As explained above, according to the hollow circular object centering device of the present invention, () Since the three claws are interlocked,
Centering, setting, and holding of hollow circular objects can be performed in a short time without using measuring instruments.

() Easy to operate as it has a single handle.

() Since the structure is simple, it is lightweight and has good workability.

() Can be applied to a wide range of sizes by changing the length of the nails.

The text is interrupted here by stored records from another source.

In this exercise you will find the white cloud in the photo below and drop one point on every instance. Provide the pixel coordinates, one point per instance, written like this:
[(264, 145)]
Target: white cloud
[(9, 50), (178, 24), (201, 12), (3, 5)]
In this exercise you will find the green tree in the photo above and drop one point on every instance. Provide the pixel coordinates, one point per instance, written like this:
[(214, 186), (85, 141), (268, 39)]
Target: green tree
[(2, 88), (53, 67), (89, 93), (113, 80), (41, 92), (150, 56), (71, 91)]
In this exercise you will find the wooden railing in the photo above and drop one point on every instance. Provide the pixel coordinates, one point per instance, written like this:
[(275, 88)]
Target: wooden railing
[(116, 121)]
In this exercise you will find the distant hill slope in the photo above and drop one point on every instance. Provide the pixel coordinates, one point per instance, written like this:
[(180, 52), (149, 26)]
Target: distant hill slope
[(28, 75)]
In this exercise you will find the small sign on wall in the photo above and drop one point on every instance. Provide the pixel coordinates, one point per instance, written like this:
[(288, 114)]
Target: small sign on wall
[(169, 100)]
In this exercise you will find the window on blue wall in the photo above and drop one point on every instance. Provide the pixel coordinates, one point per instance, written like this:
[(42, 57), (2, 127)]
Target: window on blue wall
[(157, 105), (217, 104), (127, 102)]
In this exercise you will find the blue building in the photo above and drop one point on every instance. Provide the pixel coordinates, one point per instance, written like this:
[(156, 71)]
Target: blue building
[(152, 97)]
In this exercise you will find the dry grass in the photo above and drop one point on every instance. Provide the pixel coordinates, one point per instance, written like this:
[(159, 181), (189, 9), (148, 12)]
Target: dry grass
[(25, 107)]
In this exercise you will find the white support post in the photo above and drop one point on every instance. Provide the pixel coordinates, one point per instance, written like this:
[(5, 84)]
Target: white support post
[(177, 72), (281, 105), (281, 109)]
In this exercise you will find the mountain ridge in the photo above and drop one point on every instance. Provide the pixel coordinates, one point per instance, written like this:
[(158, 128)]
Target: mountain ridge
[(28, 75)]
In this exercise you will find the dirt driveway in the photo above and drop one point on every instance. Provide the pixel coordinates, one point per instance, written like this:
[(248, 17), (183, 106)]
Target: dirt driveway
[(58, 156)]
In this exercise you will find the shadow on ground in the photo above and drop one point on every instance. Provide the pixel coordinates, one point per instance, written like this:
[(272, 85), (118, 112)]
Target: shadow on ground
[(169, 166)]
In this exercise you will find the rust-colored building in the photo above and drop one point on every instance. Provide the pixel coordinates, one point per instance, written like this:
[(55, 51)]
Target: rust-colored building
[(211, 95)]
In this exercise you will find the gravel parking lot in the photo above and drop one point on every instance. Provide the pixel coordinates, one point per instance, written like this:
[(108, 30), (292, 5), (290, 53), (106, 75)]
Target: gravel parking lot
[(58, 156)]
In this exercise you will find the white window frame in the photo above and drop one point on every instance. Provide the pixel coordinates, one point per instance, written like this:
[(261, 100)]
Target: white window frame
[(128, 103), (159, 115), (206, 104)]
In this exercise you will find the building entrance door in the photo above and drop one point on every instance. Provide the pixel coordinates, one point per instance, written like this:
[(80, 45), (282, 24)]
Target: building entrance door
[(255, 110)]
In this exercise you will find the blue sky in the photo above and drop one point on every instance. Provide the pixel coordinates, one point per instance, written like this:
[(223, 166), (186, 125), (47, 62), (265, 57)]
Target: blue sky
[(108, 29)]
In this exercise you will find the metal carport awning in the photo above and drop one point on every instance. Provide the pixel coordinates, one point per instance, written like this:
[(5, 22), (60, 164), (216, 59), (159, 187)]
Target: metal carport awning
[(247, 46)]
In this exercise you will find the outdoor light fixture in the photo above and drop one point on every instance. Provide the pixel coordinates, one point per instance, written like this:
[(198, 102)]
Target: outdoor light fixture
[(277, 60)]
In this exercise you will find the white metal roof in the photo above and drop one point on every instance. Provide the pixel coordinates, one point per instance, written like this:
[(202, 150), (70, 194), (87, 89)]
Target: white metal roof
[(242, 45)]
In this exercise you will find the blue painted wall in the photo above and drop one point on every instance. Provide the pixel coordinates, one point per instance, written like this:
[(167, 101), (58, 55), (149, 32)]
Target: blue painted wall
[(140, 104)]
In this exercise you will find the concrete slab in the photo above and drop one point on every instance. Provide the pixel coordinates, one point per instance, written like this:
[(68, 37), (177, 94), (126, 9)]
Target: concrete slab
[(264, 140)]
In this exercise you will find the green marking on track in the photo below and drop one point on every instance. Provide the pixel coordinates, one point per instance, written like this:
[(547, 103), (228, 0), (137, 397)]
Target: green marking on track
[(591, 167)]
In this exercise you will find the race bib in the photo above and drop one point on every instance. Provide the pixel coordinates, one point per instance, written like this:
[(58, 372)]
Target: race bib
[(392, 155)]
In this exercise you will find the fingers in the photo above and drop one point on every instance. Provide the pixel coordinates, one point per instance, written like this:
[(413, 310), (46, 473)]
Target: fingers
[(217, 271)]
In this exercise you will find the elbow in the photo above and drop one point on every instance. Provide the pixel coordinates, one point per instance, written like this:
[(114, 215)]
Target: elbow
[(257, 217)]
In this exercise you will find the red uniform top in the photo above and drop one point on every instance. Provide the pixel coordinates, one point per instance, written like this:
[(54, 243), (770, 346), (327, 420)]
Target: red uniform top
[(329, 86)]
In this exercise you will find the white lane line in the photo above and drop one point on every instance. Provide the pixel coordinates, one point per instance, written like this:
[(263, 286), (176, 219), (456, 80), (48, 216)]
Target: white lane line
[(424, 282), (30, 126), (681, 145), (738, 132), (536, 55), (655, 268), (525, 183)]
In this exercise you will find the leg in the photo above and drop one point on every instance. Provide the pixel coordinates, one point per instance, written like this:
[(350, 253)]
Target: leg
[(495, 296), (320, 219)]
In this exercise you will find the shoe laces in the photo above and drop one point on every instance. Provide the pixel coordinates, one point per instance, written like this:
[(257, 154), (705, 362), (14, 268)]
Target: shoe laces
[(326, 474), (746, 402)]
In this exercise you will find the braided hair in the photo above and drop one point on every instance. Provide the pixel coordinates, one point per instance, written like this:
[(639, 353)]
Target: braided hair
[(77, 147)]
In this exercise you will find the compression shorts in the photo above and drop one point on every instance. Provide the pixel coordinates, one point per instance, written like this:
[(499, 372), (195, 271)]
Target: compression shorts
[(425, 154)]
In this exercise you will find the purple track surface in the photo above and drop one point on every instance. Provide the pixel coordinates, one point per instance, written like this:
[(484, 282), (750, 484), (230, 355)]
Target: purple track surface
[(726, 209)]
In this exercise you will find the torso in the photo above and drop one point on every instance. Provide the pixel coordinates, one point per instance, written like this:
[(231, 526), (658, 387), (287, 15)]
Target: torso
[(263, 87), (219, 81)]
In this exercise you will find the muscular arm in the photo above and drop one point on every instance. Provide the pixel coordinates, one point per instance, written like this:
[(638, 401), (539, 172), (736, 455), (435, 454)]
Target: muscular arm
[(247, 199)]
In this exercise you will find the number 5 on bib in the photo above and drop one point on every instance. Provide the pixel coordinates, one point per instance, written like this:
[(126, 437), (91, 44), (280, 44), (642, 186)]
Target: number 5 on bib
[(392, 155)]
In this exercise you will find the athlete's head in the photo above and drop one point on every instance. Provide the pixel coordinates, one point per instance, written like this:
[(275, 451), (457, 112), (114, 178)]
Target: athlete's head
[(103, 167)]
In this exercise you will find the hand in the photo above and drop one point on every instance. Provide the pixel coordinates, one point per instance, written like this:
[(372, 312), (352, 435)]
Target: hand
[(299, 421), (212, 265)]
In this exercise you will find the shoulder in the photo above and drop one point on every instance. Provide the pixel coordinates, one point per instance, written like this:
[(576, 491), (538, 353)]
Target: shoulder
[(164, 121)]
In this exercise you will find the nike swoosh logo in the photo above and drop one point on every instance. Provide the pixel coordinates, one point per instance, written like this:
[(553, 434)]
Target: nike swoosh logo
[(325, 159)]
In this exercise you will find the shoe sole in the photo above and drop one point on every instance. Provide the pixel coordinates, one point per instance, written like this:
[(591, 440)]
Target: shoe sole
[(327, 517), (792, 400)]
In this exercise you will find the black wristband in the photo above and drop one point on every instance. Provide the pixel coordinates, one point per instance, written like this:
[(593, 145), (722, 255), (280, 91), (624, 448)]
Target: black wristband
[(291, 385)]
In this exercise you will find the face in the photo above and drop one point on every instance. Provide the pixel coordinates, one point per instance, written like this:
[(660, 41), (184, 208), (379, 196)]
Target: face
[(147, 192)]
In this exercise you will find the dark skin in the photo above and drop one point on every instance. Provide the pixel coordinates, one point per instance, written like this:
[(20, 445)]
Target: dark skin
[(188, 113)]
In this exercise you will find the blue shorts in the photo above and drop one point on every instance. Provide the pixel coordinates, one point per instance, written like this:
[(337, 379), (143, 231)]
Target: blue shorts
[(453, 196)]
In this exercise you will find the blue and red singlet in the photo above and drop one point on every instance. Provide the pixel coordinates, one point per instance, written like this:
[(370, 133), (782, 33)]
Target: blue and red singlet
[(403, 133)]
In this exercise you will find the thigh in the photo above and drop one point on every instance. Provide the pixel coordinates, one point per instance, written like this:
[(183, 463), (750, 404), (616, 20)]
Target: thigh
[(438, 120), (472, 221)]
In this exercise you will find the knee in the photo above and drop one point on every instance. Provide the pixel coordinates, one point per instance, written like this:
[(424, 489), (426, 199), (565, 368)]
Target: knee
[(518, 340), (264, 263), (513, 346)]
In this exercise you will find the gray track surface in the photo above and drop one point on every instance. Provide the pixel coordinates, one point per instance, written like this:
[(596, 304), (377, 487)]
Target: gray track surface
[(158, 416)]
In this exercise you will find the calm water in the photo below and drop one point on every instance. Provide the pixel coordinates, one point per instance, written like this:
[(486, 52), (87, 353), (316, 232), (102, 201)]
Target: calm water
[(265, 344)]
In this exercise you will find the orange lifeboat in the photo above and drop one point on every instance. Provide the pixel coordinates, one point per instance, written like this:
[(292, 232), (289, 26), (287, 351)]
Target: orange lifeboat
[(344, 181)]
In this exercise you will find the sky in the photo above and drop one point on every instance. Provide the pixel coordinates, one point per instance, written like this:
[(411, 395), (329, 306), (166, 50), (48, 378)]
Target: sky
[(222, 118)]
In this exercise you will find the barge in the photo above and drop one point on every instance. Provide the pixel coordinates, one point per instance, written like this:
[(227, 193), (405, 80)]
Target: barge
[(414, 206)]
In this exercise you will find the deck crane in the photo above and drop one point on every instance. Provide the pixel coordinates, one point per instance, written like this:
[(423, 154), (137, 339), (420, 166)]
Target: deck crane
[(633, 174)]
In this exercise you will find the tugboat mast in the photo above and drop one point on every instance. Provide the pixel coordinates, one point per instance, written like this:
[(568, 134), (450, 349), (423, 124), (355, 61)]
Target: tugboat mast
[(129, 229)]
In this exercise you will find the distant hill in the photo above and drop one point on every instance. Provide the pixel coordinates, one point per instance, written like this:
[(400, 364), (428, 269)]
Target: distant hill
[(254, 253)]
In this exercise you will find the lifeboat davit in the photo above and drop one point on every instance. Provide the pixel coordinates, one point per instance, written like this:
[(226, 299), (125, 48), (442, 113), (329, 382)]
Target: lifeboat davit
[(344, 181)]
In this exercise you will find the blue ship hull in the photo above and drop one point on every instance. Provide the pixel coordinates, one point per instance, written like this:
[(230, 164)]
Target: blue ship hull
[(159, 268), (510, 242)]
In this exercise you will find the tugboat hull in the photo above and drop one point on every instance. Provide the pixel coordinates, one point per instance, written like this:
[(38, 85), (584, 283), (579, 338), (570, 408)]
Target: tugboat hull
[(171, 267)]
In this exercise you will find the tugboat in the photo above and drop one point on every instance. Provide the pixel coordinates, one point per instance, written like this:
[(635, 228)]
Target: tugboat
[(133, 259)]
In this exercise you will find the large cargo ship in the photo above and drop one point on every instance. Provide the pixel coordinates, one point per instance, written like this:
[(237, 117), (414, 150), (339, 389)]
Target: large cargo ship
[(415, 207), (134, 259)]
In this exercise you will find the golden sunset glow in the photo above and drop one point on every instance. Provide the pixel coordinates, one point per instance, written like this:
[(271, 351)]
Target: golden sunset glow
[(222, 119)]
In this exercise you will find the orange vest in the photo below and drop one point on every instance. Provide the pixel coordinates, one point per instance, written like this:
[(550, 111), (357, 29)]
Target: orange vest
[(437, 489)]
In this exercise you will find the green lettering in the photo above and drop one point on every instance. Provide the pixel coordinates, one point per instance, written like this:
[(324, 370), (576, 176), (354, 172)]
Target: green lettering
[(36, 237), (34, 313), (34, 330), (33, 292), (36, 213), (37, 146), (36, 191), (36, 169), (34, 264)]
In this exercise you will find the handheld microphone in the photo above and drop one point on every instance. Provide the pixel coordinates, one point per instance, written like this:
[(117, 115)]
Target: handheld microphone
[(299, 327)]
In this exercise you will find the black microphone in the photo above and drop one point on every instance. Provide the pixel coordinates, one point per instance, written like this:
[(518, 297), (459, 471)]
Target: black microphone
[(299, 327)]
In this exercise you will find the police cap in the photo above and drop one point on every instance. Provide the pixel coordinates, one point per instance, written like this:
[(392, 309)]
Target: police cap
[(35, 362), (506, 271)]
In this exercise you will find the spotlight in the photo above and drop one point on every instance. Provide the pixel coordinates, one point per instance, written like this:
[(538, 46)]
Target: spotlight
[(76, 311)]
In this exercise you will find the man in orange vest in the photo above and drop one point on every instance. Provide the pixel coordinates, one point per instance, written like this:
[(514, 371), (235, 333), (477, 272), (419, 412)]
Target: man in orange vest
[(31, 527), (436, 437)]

() Can be widely applied to centering and welding of all hollow circular objects. It can produce excellent effects such as

[Brief explanation of the drawing]

Fig. 1 is an explanatory diagram of the device of the present invention, and Fig. 2 is an explanatory diagram of the device of the present invention.
Fig. 3 is a view taken from the - arrow in Fig. 1, Fig. 4 is a schematic cross-sectional side view of a doubler being automatically welded using the device of the present invention, and Fig. 5
The figure is a partial plan view of FIG. 4. 1 is a disk, 2a, 2b, 2c are racks, 4
a, 4b, 4c are pawls, 5a, 5b, 5c are pinions, 6a, 6b, 6c are shafts, 7a, 7b, 7c are bearings, 8, 10 are universal joints, 1
2 and 13 are bevel gears, 14 is an operating shaft, 17 is a handle, 18 is a center hole, and 19 is a center block.

Claims (1)

[Scope of utility model registration request] Racks are provided at three equal positions in the circumferential direction on one side of the disk so as to be slidable in the radial direction, and a pawl is attached to the outer end of each rack in the radial direction, and a pinion is engaged with each of the racks. A first bevel gear is attached to the end of one of the pinion shafts located in the non-connected part, and a second bevel gear meshes with the first bevel gear. an operating shaft for operating the second bevel gear rotatably protrudes through the other surface of the disk, a handle is provided at the protruding end of the operating shaft, and a center hole is provided at the center of the other surface of the disk. A centering device for hollow circular objects characterized by a fixed block.